Phillis Wheatley had a life that differed from the majority of most black slaves during that time period. Phillis Wheatley was born in 1753-5. Wheatley was sold in 1761, and was bought by Susan and Jon Wheatley, who named her after the ship she came from. Wheatley lost connection with her family in Africa after being captured. The only thing she remembers of her mother was her mother pouring water before sunrise, it was a traditional West African ritual. Wheatley was educated by one of the Wheatley daughters. The Wheatley's treated Phillis Wheatley as one of their own.

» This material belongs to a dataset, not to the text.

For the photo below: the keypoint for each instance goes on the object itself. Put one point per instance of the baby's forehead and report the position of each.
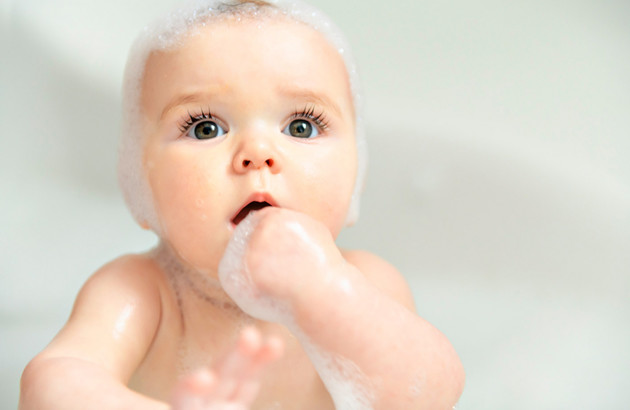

Phillis Wheatley spoke Latin and Greek. Wheatley used her poetry to help the colonist during the American Revolutionary War because she was a very strong supporter of freedom in the colonies. She wrote a poem that was very political. Wheatley also wrote poems in a colonist's point of view. In March, 1776 Wheatley read a poem to General George Washington. She thought slavery was one of the reason's there is conflict in America. In 1768 she wrote a poem for King George III, To the King's Most Majesty, because he terminated the Stamp Act. Phillis Wheatley made many poems and plays that showed her support for the American Revolutionary War.
Phillis Wheatley married a free African-American grocer named John Peters. They had two children who passed away as infants. He left Wheatley when she was pregnant with their third child. Wheatley passed away because of childbirth complications at the age of thirty-one years old. The child passed away only hours after Wheatley's death. Although Wheatley did not die wealthy, she is still remembered for her inspiring writing.